Michael Dowd: A couple things. One was the fact that my wife and I came from such radically different backgrounds, and yet we shared the same sacred evolutionary worldview. She had traditionally come from the sciences; she wrote four science books, had called herself an atheist, a humanist, religious naturalist. I came from theology and ministry and spirituality and personal growth, much more progressive and spiritual kind of stuff, and yet we both shared the same essential worldview. So we realized if we could reconcile this in ourselves, maybe we could take this to the larger world and do some reconciliation work, helping people to cooperate—because, in our view, if we don't find ways of cooperating across ethnic and religious differences in the next fifty years, we are in serious trouble as a species. We all, consciously and unconsciously, carry a cosmology, a worldview, a basic sense of how we got here, why we're here, where the whole thing's going and how we fit in. We felt that taking this science-based story and communicating it in the most sacred, meaningful, inspiring ways possible—and in ways that don't require people to leave their religious traditions but allow them to actually go deeper into those traditions—was a really useful thing.

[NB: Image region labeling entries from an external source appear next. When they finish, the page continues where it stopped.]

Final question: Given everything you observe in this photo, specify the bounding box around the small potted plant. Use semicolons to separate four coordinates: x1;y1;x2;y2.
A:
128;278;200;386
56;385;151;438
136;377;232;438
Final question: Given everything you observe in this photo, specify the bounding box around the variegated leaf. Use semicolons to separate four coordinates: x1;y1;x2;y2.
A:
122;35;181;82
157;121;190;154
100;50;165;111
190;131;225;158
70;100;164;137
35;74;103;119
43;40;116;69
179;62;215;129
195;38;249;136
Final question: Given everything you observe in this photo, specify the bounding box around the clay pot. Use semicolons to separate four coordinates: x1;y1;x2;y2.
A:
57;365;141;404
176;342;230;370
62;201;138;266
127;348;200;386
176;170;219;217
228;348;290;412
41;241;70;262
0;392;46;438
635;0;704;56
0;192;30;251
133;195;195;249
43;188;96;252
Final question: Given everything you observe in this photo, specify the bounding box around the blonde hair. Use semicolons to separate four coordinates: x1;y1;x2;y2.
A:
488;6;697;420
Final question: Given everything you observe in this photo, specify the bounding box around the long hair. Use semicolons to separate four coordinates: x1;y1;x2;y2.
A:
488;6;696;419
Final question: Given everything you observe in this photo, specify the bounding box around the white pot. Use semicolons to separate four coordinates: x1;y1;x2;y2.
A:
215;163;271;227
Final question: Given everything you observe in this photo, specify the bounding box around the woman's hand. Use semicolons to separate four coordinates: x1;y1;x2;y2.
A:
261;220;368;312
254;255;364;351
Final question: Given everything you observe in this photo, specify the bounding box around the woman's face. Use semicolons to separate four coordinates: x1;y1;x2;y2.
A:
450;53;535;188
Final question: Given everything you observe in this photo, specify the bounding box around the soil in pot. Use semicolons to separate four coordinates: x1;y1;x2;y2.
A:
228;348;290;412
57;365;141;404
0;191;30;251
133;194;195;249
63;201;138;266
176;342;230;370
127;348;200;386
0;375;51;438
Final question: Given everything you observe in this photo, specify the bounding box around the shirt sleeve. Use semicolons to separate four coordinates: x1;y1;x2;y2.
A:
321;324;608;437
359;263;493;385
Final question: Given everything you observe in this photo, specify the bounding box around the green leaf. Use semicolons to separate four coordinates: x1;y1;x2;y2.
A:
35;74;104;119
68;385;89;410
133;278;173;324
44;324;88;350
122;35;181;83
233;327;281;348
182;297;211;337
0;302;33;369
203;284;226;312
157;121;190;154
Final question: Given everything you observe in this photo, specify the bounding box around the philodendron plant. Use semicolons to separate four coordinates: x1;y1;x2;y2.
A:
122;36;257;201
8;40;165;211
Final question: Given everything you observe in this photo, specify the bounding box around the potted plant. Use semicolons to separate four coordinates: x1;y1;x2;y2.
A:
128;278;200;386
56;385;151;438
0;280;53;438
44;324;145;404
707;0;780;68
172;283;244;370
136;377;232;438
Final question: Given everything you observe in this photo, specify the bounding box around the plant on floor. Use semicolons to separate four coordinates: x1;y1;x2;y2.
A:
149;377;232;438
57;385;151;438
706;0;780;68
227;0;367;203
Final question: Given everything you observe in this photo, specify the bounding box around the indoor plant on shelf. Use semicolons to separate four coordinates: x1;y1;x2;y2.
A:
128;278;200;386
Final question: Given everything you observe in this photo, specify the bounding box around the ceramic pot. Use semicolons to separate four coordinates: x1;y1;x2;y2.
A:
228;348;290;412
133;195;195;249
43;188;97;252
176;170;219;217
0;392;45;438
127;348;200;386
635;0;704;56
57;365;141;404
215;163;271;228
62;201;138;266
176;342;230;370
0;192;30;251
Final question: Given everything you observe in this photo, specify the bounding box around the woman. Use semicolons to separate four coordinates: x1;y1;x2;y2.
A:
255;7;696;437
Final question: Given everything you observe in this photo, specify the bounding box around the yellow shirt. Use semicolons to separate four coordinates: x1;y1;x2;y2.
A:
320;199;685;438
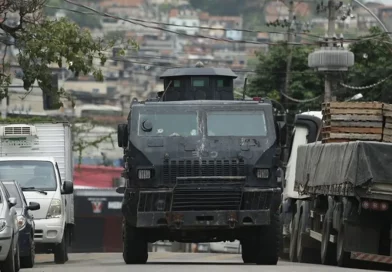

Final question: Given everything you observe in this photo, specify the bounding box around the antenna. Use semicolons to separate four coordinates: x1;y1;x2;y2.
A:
158;80;173;102
242;77;248;100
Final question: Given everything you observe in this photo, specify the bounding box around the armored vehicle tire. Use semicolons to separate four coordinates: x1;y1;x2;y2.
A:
242;214;282;265
20;235;35;268
297;214;321;264
321;213;336;265
54;230;68;264
336;219;352;267
123;219;148;264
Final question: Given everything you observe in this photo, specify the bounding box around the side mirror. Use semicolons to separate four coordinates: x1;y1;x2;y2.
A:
278;122;287;146
117;124;128;148
116;187;125;194
26;202;41;211
8;197;17;208
61;181;73;195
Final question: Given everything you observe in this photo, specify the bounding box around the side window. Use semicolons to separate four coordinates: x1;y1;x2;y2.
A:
287;129;295;161
56;162;63;184
21;188;29;206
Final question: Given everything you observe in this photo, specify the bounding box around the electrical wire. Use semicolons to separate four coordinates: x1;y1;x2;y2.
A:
45;0;390;45
56;0;346;46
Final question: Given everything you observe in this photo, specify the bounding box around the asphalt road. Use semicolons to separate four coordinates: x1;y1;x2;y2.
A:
21;252;388;272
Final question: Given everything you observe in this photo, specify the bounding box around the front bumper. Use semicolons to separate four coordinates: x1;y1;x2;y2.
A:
136;188;280;229
0;227;12;262
136;210;270;229
34;218;64;244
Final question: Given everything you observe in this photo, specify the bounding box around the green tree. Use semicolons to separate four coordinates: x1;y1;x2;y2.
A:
0;0;137;102
337;27;392;103
248;43;324;113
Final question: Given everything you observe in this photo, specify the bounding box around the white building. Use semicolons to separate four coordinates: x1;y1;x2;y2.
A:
169;8;200;35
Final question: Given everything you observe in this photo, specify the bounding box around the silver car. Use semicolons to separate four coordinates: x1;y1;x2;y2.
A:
0;182;20;272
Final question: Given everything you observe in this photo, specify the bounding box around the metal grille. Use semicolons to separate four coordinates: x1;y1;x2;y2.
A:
163;160;245;184
241;192;273;211
4;127;31;135
172;180;243;211
138;192;171;212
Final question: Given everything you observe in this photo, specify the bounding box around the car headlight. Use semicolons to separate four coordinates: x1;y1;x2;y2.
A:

So part of it came from our own passion to take this message to as many people as possible, part of it came from the urgency of this time in human history. When we asked ourselves where we could make the biggest difference for the planet in our lifetime, this is what came up: to take this educational teaching ministry on the road. We speak to more than three or four hundred groups a year, Religious Science churches, Christian churches, both Catholic and Protestant, college and university groups, Quaker meeting houses, Mennonite churches, Buddhist meditation centers, really quite the gamut of religious and nonreligious settings. We've found that there's a hunger for a bridge-building, inspiring perspective that's grounded in our best understanding of the nature of reality.
And you, yourself, began as a fundamentalist Christian who thought that evolution was from the Devil, right? What was your own evolution like in this regard?

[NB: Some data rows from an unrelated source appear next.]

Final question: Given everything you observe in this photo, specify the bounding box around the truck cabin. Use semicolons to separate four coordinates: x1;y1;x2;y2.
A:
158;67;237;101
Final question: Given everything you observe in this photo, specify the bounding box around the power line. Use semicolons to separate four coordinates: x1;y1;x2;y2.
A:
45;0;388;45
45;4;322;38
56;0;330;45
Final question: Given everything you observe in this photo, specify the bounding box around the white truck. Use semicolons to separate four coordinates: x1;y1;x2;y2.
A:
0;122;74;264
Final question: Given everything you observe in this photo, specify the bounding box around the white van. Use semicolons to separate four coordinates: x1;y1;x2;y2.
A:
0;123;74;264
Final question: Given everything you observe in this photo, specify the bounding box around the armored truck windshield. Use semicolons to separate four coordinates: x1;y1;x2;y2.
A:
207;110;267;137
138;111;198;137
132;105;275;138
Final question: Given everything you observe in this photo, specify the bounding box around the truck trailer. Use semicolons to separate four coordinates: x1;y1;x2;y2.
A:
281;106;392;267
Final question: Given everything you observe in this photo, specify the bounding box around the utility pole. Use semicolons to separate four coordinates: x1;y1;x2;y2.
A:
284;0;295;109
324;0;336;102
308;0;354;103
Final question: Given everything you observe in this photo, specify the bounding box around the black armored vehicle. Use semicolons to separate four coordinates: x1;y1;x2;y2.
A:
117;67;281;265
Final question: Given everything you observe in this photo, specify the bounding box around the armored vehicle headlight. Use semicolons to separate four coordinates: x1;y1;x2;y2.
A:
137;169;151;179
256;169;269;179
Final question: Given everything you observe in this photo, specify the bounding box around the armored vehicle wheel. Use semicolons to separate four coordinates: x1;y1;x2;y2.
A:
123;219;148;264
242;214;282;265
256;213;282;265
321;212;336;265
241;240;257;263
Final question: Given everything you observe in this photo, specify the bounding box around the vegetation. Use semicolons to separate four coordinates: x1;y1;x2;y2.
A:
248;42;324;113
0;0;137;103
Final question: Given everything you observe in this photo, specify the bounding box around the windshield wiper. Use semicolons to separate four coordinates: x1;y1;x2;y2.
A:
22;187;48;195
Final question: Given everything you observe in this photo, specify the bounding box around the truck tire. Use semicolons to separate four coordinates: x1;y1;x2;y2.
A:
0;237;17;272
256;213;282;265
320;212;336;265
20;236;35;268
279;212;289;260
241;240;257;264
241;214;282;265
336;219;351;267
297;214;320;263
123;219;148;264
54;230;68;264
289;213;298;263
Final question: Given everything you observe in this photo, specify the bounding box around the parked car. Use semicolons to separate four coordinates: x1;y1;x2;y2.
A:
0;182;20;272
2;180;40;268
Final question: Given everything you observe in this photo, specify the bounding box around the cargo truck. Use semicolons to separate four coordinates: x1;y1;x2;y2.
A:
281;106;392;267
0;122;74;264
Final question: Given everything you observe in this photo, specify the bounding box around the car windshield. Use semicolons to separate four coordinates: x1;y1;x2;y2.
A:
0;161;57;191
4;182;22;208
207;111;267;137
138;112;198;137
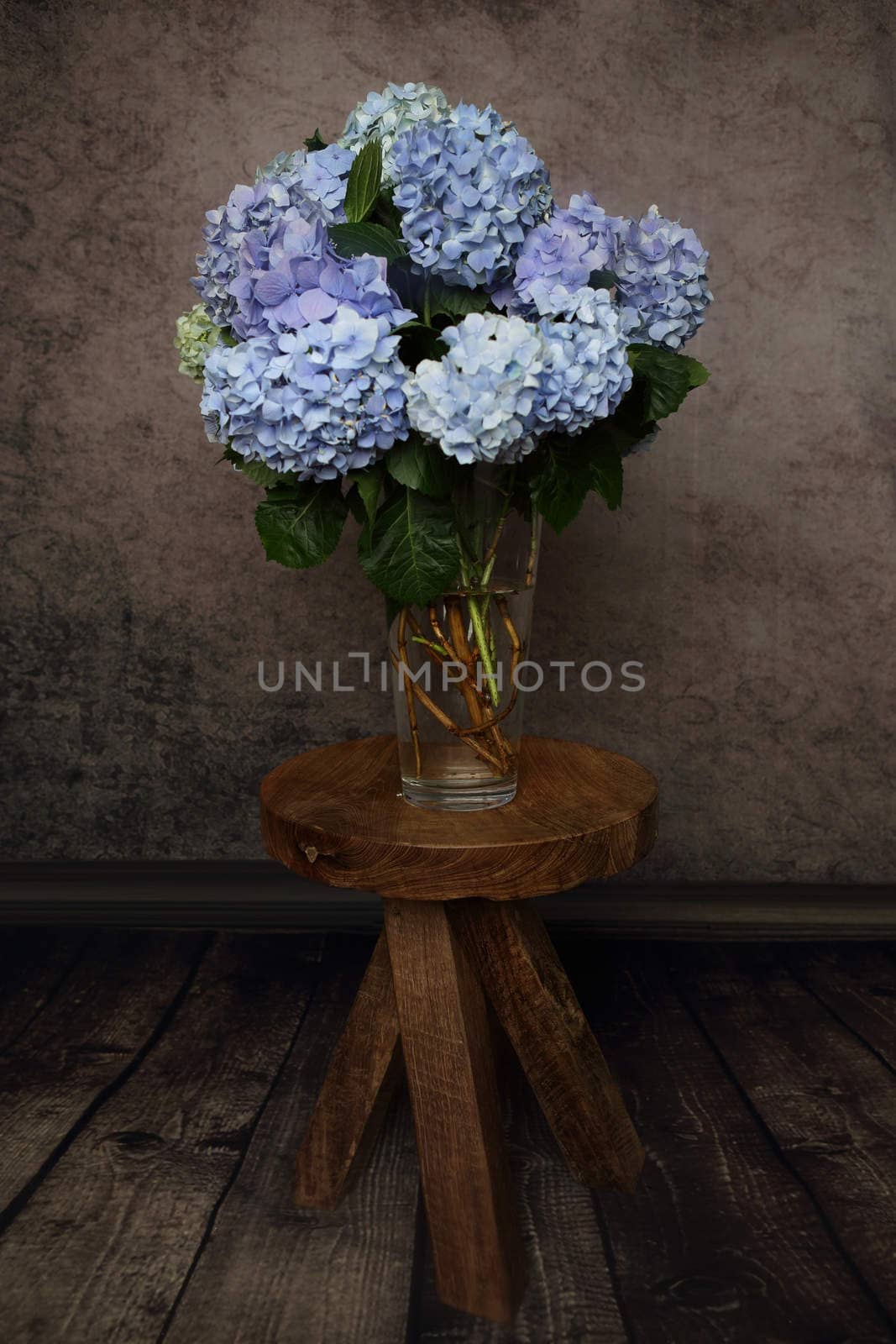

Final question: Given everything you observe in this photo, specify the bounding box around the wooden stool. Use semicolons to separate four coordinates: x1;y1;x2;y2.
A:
262;737;657;1321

Exactly. I was raised as a Roman Catholic, so I sort of accepted an evolutionary perspective but never really studied it much. It wasn't until a born-again experience in my teenage years, when I was struggling a lot with drugs and alcohol and sexual issues and the only people who were throwing me a lifeline were the fundamentalists, that I became a very antievolutionary fundamentalist for several years and actively opposed people who taught evolution, so I had my own Road to Damascus experience on evolution.
What do you mean by Evolutionary Evangelism?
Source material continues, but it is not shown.